Hakeem al-Araibi: Thai government 'shirking responsibility' by detaining footballer
Responding to the Thai government’s statement asking Bahrain and Australia to find a “mutually agreeable solution” in the case of Hakeem al-Araibi, Dr Graham Thom, Refugee Coordinator for Amnesty International Australia, said:
“The Thai Government are clearly taking steps to negate their part in Hakeem’s detention and pass the buck for their culpability. While they are attempting to shift the blame for his ongoing detention onto a lack of diplomacy between Australia and Bahrain, this is not the reality.
“Thailand is highly culpable for Hakeem’s detention and still has the power at any point to bypass the court proceedings and make a decision to send him home to Australia.
“Hours before Hakeem’s flight was scheduled to depart, he was told he could no longer leave. This sudden change of heart appears a blatant reaction to pressure from Bahrain to extradite Mr al-Araibi. Using the Red Notice to excuse what subsequently occurred, is simply a diversion from the truth: that Thailand could have and should have sent him back to Australia immediately, as they originally indicated they would.
“Officials from Australia and around the world are working tirelessly to get Hakeem home. This should not be a schoolyard spat - there is a man’s life on the line and suggesting the parties can ‘talk to each other and sort out their problems’ is insulting to everyone working so hard to save Hakeem from the fate that awaits him if returned to Bahrain.
"Thailand need to stop shirking responsibility for the major part they have played in this atrocious breach of a recognised refugee’s human rights and make the right decision. Thailand can, and should, return Hakeem to Australia.”
Spoken out on torture
A former player for Bahrain’s national football team, al-Araibi has spoken out about a senior Bahraini official’s alleged torture of footballers who had participated in demonstrations. He was himself arrested in November 2012 and tortured. He was then sentenced to 10 years in prison in an unfair trial in Bahrain in 2014.
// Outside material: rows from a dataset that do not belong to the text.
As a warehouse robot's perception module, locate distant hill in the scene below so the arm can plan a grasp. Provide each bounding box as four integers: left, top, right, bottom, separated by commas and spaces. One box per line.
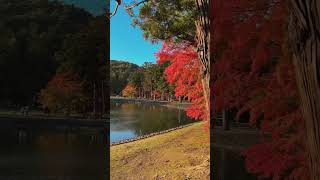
110, 60, 139, 95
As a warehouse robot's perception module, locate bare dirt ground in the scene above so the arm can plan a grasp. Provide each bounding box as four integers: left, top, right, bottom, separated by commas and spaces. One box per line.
110, 123, 210, 180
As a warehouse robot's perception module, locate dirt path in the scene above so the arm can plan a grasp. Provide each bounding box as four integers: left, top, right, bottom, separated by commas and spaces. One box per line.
110, 123, 210, 180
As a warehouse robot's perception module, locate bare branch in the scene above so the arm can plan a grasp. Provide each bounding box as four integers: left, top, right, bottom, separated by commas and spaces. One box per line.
125, 0, 149, 10
108, 0, 121, 19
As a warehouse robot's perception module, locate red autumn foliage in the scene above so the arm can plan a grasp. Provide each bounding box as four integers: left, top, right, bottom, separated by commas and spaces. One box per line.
122, 84, 137, 98
211, 0, 308, 180
156, 42, 206, 120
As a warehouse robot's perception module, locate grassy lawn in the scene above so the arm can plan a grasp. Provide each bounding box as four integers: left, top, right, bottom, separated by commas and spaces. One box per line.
110, 123, 210, 179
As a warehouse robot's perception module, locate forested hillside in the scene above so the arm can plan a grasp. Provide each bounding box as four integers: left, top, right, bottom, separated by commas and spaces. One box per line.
110, 60, 139, 95
0, 0, 109, 115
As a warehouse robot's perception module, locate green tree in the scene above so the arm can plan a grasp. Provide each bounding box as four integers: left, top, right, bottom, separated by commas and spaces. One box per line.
127, 0, 198, 42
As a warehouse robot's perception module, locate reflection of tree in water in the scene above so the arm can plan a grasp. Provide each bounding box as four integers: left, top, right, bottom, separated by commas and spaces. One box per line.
134, 106, 192, 135
213, 148, 257, 180
111, 102, 193, 135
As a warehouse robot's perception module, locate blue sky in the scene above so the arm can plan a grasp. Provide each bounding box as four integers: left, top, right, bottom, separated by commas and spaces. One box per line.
59, 0, 105, 15
110, 1, 161, 65
61, 0, 161, 65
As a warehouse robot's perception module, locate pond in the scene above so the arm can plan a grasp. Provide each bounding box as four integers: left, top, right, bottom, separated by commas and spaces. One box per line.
0, 119, 107, 180
110, 100, 194, 143
213, 147, 257, 180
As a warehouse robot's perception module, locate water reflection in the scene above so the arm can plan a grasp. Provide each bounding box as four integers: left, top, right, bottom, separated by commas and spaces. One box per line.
110, 101, 193, 142
213, 147, 257, 180
0, 119, 107, 180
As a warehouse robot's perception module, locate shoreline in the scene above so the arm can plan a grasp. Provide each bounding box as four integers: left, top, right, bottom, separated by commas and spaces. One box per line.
110, 122, 202, 147
110, 96, 192, 110
110, 122, 210, 179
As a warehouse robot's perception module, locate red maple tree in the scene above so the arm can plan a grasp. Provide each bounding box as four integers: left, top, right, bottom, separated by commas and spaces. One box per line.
211, 0, 308, 179
122, 83, 137, 98
156, 42, 208, 124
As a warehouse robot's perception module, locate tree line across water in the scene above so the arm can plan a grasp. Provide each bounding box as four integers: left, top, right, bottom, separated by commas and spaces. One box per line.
0, 0, 109, 114
110, 61, 181, 101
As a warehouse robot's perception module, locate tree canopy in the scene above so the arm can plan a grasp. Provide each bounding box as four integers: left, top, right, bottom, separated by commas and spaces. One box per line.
129, 0, 198, 42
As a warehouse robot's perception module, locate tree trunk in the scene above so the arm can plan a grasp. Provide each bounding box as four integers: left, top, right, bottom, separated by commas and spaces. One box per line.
222, 110, 230, 131
196, 0, 211, 124
288, 0, 320, 180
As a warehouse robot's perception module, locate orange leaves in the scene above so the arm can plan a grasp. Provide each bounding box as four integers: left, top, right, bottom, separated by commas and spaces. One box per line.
156, 42, 206, 119
122, 84, 137, 98
211, 0, 307, 179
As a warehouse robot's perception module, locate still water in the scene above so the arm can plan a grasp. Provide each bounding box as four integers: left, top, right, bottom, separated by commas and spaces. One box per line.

He has since spoken publicly about his own torture, saying: “They blindfolded me (…and) beat my legs really hard, saying, ‘You will not play soccer again. We will destroy your future’.” Later, al-Araibi fled to Australia where he was recognised as a refugee in 2017.
Al-Araibi has now been held for more than two months in Thailand, awaiting possible extradition to Bahrain.
Travelling on an Australian travel document, al-Araibi was detained with his wife upon arrival in Bangkok on 27 November last year. The couple were transferred to Suan Plu immigration detention centre on 2 December. The next day, al-Araibi was taken to court and served with a 12-day detention order, and on his way back to Suan Plu, his mobile phone was confiscated.
Under international law, it is prohibited to return an individual to a territory place when there is a reasonable fear that the individual will be at real risk of suffering torture or other serious human rights violations.